I don’t know that I had a particular hope for people seeing the show. I think it was more curiosity. In fact, I remember the company – maybe it was just me and Jeff, but I remember it being more than that- just sitting and chatting, being like, “We have no idea what people are gonna think about this show”. That was really cool. So I don’t think I had a hope. I don’t think I was like, “I want them to take away this lesson”, but I think it was more just, “What in the hell are people gonna think of this?” and that was really cool and exciting. And very, very scary, especially when so many people do reviews. It’s so quick to be like, “This show sucks!” and then you’re in the show that sucks. So I think that was really interesting, and really exciting.

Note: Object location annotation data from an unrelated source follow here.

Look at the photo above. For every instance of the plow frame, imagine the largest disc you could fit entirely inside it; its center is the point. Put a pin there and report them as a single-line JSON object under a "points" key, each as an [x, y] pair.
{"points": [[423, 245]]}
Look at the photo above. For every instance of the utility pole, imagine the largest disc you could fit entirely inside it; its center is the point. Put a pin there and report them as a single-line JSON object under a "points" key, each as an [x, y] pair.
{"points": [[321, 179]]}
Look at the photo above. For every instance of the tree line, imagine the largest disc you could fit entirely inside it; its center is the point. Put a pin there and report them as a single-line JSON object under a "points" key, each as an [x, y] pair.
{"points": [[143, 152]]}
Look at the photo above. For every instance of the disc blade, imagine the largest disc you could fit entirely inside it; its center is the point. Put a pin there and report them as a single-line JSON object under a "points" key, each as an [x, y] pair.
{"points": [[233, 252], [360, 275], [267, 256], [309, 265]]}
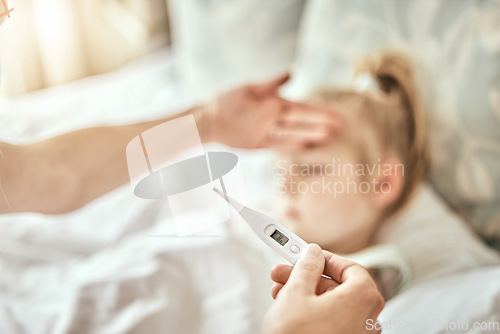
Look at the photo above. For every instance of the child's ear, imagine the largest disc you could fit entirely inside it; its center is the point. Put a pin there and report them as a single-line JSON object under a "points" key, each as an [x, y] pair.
{"points": [[389, 183]]}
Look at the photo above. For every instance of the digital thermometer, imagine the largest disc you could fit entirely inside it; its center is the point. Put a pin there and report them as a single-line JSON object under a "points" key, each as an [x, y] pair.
{"points": [[269, 230]]}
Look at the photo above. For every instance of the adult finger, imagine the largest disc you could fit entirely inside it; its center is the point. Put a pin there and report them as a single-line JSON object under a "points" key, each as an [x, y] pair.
{"points": [[307, 272], [355, 282], [342, 269], [270, 87], [276, 289]]}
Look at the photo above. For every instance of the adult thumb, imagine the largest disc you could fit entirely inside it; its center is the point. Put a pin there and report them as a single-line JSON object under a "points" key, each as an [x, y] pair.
{"points": [[272, 86], [307, 272]]}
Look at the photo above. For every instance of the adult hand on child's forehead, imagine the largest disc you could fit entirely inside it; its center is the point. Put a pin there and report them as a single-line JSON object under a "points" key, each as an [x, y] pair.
{"points": [[255, 116]]}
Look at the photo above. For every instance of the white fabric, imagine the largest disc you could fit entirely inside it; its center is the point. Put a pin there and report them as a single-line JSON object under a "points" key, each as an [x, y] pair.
{"points": [[434, 240], [456, 47], [469, 299], [225, 43]]}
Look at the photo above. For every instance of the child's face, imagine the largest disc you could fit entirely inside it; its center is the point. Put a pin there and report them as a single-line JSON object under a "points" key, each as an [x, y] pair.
{"points": [[324, 200]]}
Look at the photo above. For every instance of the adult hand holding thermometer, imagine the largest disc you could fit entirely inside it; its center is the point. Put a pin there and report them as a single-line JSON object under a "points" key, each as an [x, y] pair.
{"points": [[309, 302], [275, 235]]}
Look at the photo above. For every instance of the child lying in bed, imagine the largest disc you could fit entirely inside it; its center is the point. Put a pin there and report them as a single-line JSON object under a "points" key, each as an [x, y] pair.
{"points": [[365, 187]]}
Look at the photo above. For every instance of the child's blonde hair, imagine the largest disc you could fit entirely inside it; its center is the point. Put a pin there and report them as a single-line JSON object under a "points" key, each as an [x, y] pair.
{"points": [[394, 112]]}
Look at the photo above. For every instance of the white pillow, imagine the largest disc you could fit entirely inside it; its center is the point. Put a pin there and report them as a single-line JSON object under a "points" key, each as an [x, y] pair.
{"points": [[453, 304]]}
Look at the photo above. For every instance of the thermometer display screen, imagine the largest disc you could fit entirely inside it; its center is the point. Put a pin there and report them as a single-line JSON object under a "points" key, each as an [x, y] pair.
{"points": [[279, 237]]}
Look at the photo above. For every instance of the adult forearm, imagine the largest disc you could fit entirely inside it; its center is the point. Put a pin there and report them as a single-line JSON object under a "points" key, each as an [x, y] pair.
{"points": [[63, 173]]}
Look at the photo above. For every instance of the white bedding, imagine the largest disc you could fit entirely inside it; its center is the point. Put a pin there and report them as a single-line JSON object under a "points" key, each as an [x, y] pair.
{"points": [[99, 269]]}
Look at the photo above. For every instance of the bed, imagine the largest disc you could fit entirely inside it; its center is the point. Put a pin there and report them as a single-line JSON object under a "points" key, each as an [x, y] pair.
{"points": [[59, 276]]}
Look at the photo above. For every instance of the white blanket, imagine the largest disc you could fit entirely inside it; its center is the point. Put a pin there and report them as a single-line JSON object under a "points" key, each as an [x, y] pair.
{"points": [[113, 266]]}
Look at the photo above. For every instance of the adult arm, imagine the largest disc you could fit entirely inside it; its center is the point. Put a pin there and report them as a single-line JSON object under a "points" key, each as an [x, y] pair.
{"points": [[63, 173]]}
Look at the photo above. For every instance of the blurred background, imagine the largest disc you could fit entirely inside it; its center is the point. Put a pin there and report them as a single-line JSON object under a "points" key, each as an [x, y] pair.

What are you doing now, or what’s your next project?
I’m working right now on [something that’s] very different than Blue Remembered Hills – that’s why I shaved. I’m working on a TYA show with Education Arts Canada. They’re developing a series of shows for Grades 4-6, and this is the first of the series. It’s called The Secret Life of Riley K, and it’s a show that’s starting to really gently and honestly discuss mental health, in that everybody experiences anxiety in varying degrees. Some people have anxiety disorders, but everybody experiences anxiety, and that’s okay, and not a scary thing to talk about. I’m really excited to be working on that. It’s super different to all the other stuff I’ve worked on before, especially Blue Remembered Hills, because I don’t get lit on fire on that show, surprisingly. [laughs]


I’ve been doing a little bit of voice-over as well. I’ve been lucky enough to connect with an animation studio in the city. If anybody reads this interview, they should go watch Super Science Friends. That’s an animation that I’ve been working on, with Tinman Creative Studios. And now that’s kind of it. And maintaining a shave for three months. That’s also what’s up. And that’s giving me a rash. [laughs]


Do you have anything you’d like to add?
I’m just genuinely really glad that the folks at My Entertainment World awards enjoyed Blue Remembered Hills, and thought that it was worthy of several nominations. It’s really exciting to me, because it was a very scary show to put out there. I did not know what people were gonna think. But it was really cool, and such a pleasure to work with all those artists. I hope to work with them again.